Cosa sta succedendo?
«Mi viene da dire… nulla di nuovo; da sempre noi adulti abbiamo avuto bisogno di etichettare i giovani come diversi da noi, penso a: “Questa gioventù è marcia nel profondo del cuore. I giovani sono maligni e pigri. Non saranno mai come la gioventù di una volta”. Questa è un’incisione su un vaso d’argilla dell’antica Babilonia 3000 anni prima di Cristo. Oppure, “Il nostro mondo ha raggiunto uno stadio critico. I ragazzi non ascoltano più i loro genitori: la fine del mondo non può essere lontana”. Affermazione di un sacerdote dell’antico Egitto: 2000 a.C. Ancora? “Non c’è più alcuna speranza per l’avvenire del nostro paese se la gioventù di oggi prenderà il potere domani, poiché questa gioventù è insopportabile, senza ritegno, spaventosa”: Esiodo, 720 a.C. E così via fino a oggi, dove ministri della Repubblica li hanno appellati “bamboccioni”, hanno chiesto loro di “non essere troppo choosy”, fino a definirli disimpegnati, tranne poi, quando si sono giustamente rivoltati contro le morti dei loro due coetanei per uno stage nell’alternanza scuola-lavoro, li abbiamo bastonati in piazza. Credo che ci sia poco da aggiungere».

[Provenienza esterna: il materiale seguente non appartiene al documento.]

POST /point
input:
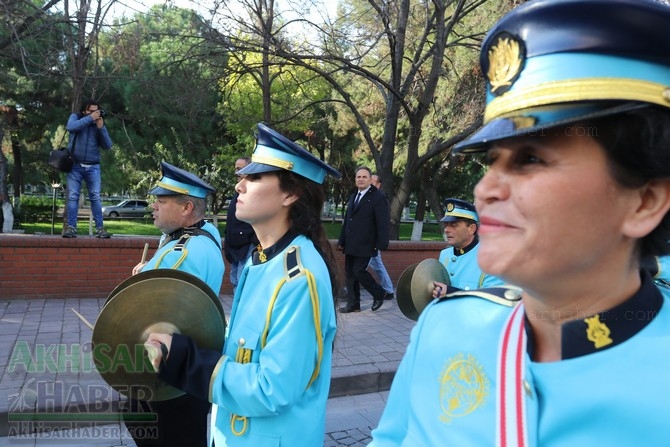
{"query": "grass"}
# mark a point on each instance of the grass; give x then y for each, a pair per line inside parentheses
(145, 227)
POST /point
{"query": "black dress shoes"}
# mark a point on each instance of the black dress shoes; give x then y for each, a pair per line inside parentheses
(347, 309)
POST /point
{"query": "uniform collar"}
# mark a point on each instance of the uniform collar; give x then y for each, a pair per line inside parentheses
(471, 245)
(176, 234)
(262, 255)
(594, 333)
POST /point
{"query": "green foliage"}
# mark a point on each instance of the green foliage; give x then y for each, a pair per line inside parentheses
(35, 209)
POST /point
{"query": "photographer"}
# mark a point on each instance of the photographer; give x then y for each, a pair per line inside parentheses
(87, 135)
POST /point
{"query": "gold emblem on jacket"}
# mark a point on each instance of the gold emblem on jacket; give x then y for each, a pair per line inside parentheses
(463, 387)
(597, 331)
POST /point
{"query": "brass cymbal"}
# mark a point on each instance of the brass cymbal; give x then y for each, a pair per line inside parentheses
(163, 300)
(415, 286)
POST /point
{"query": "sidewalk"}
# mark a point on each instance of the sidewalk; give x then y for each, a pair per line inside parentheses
(42, 367)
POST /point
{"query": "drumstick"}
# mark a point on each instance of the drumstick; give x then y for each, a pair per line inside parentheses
(144, 253)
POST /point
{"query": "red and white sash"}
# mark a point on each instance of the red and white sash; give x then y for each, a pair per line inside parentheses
(511, 417)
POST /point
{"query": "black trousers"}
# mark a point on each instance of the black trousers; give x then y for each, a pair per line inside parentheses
(356, 271)
(178, 422)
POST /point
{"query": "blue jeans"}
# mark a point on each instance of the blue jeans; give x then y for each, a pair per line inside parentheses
(378, 267)
(91, 175)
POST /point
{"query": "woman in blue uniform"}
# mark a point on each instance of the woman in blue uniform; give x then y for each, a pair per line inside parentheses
(270, 386)
(574, 202)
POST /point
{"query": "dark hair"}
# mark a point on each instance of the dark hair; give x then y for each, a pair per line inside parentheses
(89, 102)
(637, 144)
(305, 217)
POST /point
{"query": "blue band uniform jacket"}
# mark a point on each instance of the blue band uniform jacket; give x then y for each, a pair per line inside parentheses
(270, 386)
(207, 264)
(463, 269)
(453, 401)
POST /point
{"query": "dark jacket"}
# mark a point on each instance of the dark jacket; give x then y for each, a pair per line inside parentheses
(86, 139)
(238, 235)
(365, 228)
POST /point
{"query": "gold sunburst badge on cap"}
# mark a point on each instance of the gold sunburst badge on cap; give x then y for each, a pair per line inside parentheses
(506, 59)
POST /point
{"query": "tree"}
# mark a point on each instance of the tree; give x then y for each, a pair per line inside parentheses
(384, 61)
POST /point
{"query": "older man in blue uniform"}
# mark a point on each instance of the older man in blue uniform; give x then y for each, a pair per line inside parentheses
(193, 245)
(481, 368)
(460, 257)
(270, 385)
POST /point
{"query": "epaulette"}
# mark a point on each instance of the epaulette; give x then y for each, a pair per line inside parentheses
(503, 295)
(292, 263)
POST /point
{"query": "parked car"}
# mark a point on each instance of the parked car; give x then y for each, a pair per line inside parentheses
(127, 208)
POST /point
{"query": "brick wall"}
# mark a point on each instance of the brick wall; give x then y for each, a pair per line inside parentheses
(38, 266)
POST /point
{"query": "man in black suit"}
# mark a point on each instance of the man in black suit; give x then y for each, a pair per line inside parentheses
(365, 230)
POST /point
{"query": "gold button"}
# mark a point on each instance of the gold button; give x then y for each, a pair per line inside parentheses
(529, 390)
(512, 295)
(666, 94)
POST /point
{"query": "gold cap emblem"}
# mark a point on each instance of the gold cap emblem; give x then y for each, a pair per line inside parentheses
(506, 59)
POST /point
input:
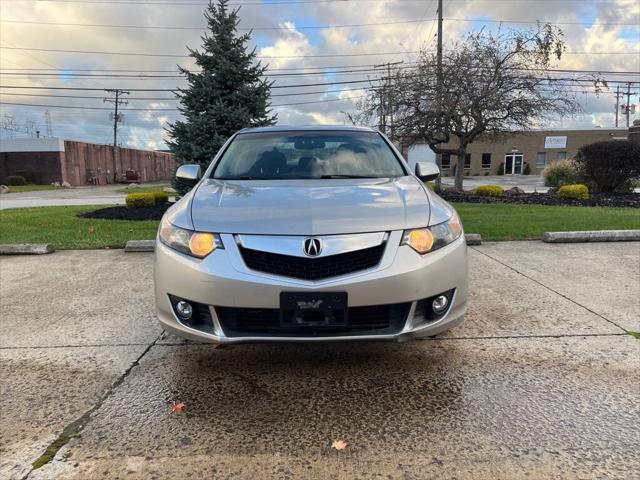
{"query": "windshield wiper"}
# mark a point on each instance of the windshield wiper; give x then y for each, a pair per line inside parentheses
(346, 176)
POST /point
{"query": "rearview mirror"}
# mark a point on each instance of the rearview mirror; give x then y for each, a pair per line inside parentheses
(427, 171)
(189, 174)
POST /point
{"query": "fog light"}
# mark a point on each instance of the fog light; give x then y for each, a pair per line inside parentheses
(440, 304)
(184, 309)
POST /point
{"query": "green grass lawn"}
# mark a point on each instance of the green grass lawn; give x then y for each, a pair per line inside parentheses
(61, 227)
(153, 188)
(31, 188)
(528, 222)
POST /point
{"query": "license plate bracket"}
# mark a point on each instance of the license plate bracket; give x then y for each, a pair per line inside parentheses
(313, 309)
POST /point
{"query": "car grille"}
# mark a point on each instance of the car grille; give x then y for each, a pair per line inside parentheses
(312, 268)
(369, 320)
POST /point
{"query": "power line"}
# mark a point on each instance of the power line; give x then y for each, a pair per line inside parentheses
(336, 55)
(166, 55)
(82, 107)
(332, 69)
(173, 27)
(304, 27)
(85, 97)
(271, 3)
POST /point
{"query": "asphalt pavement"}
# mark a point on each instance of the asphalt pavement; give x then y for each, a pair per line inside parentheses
(93, 195)
(540, 381)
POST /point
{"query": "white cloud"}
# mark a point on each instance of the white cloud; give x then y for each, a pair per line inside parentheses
(145, 129)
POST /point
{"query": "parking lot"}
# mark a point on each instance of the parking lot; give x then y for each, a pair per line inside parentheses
(540, 381)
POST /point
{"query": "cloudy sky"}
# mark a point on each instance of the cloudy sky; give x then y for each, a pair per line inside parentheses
(43, 43)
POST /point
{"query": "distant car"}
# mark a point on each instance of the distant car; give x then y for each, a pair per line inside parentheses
(309, 234)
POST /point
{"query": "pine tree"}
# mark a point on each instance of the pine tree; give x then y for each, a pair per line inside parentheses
(228, 94)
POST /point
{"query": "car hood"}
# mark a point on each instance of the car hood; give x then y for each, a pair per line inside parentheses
(309, 207)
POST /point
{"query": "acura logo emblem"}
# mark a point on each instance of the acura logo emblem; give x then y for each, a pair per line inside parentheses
(312, 247)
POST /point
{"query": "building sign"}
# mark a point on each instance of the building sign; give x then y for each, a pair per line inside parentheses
(555, 142)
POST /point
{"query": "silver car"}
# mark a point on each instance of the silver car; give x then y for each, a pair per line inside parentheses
(309, 234)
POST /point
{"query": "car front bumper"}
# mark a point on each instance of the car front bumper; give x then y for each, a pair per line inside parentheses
(223, 280)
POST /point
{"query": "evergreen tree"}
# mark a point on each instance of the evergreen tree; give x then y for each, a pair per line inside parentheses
(230, 92)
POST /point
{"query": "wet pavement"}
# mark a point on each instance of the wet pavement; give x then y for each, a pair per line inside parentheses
(540, 381)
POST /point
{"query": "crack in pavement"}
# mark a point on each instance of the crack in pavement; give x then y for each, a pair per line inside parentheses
(94, 345)
(72, 429)
(549, 288)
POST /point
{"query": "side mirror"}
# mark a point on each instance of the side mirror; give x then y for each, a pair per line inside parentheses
(189, 174)
(427, 171)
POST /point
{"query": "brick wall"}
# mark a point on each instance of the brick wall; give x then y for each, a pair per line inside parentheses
(529, 144)
(45, 166)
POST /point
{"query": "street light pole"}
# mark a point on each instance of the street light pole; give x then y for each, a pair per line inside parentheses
(116, 102)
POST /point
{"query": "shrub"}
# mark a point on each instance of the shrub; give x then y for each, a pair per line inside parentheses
(574, 192)
(609, 166)
(160, 197)
(27, 174)
(138, 200)
(559, 173)
(489, 191)
(13, 180)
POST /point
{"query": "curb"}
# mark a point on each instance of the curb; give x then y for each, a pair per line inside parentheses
(26, 249)
(138, 246)
(473, 238)
(592, 236)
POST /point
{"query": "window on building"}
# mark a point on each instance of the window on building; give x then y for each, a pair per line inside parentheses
(486, 160)
(541, 159)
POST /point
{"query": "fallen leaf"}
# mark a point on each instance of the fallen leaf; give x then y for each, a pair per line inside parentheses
(339, 445)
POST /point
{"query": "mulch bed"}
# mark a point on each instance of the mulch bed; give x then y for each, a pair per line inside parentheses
(125, 213)
(595, 199)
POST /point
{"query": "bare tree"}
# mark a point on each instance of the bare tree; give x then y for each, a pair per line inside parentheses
(494, 83)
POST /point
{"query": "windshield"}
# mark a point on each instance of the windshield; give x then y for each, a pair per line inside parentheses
(307, 155)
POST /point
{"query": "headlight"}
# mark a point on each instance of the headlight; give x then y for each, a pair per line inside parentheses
(196, 244)
(424, 240)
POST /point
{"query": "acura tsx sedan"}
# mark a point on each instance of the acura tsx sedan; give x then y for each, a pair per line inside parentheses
(309, 234)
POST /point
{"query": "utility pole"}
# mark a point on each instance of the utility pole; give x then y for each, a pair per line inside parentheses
(439, 82)
(387, 103)
(116, 118)
(627, 107)
(617, 103)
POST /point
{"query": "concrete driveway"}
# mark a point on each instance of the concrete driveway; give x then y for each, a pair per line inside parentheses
(541, 381)
(98, 195)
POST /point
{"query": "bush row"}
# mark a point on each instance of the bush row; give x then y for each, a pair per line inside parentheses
(489, 191)
(574, 192)
(146, 199)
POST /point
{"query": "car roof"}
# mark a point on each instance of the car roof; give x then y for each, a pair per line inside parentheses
(307, 128)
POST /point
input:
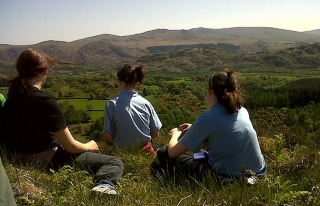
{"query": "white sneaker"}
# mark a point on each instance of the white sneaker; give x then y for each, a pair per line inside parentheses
(105, 188)
(251, 180)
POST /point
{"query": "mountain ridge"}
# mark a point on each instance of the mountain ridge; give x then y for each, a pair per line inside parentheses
(108, 48)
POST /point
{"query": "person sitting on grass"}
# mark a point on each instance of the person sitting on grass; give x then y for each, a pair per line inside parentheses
(231, 145)
(35, 130)
(130, 120)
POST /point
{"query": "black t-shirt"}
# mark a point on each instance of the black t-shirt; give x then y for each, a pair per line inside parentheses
(29, 120)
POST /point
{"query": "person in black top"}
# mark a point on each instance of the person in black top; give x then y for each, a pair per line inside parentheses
(34, 127)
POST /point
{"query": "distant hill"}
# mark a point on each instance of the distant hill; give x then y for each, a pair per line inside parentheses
(105, 49)
(316, 32)
(190, 59)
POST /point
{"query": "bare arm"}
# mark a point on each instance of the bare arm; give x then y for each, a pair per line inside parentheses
(154, 135)
(175, 148)
(73, 146)
(108, 138)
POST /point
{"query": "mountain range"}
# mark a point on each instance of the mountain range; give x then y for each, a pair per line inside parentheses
(106, 48)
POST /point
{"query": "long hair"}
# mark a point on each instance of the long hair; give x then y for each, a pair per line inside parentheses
(131, 75)
(225, 86)
(29, 65)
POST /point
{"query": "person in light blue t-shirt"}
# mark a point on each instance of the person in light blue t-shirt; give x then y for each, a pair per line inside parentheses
(129, 119)
(225, 132)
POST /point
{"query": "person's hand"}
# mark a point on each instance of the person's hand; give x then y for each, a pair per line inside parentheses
(184, 127)
(174, 132)
(92, 146)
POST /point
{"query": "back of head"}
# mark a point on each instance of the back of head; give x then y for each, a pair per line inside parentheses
(29, 65)
(131, 75)
(225, 86)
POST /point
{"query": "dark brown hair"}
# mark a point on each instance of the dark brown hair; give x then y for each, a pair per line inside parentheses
(225, 86)
(29, 65)
(131, 75)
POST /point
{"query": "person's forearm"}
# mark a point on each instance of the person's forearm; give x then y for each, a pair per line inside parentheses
(77, 147)
(154, 135)
(173, 141)
(69, 143)
(108, 138)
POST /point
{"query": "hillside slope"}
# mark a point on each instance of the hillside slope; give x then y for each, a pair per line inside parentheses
(111, 48)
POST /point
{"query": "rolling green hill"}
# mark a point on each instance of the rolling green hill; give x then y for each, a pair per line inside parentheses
(107, 48)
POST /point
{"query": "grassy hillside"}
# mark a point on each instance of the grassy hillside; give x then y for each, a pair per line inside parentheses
(111, 48)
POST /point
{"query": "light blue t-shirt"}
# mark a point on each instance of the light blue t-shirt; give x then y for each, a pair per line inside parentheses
(130, 118)
(230, 140)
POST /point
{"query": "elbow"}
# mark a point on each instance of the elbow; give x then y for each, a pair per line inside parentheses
(171, 153)
(108, 138)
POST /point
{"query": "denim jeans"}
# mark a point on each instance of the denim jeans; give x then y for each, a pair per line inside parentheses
(182, 165)
(105, 168)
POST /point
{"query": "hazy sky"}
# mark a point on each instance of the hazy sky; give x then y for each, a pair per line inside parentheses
(33, 21)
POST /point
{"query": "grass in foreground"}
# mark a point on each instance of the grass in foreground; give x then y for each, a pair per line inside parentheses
(295, 182)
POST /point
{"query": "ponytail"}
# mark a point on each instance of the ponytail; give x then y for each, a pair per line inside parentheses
(130, 75)
(224, 84)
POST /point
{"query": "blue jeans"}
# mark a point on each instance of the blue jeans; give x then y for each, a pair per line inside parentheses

A cosa si richiama questo tentativo di etichettarli?
«Lo stigma è la misura della rinuncia a un percorso educativo. D’altronde se un giovane viene considerato un delinquente, un deviato, poi si comporterà come tale. Di fronte ai fatti accaduti in questi giorni a Umbertide, gli adulti hanno reagito con paura; da più parti e soprattutto sui social si è parlato di introdurre misure forti, di repressione, ma questa è la risposta apparentemente più facile: di fronte a situazioni complesse, le soluzioni semplici non risolvono i problemi, ma li amplificano. La questione invece va affrontata dalle radici perché se noi adulti ci fermiamo a colpire gli effetti e rinunciamo a capire le cause che portano un adolescente a fare il bullo, o ad assumere comportamenti violenti, non possiamo pensare poi di ridurne gli effetti. Gli episodi eclatanti li puoi rimuovere per un po’ di tempo, ma poi sono destinati a riprendere»
L’adolescenza è una fase complessa, ma nell’accezione comune sembra una sorta di malattia che prima o poi passerà.
«Mi viene da risponderti con una provocazione: l’adolescenza non esiste, esistono però gli adolescenti e le diverse adolescenze. L’adolescenza è sempre una storia unica, irripetibile, personale. È di uso comune dichiarare che l’adolescenza rappresenti il passaggio dall’infanzia all’età adulta e che questa fase appartiene a ogni persona generalmente tra i 12 anni ai 19-20 anni d’età, ma così non è».
Chiarisci questo concetto.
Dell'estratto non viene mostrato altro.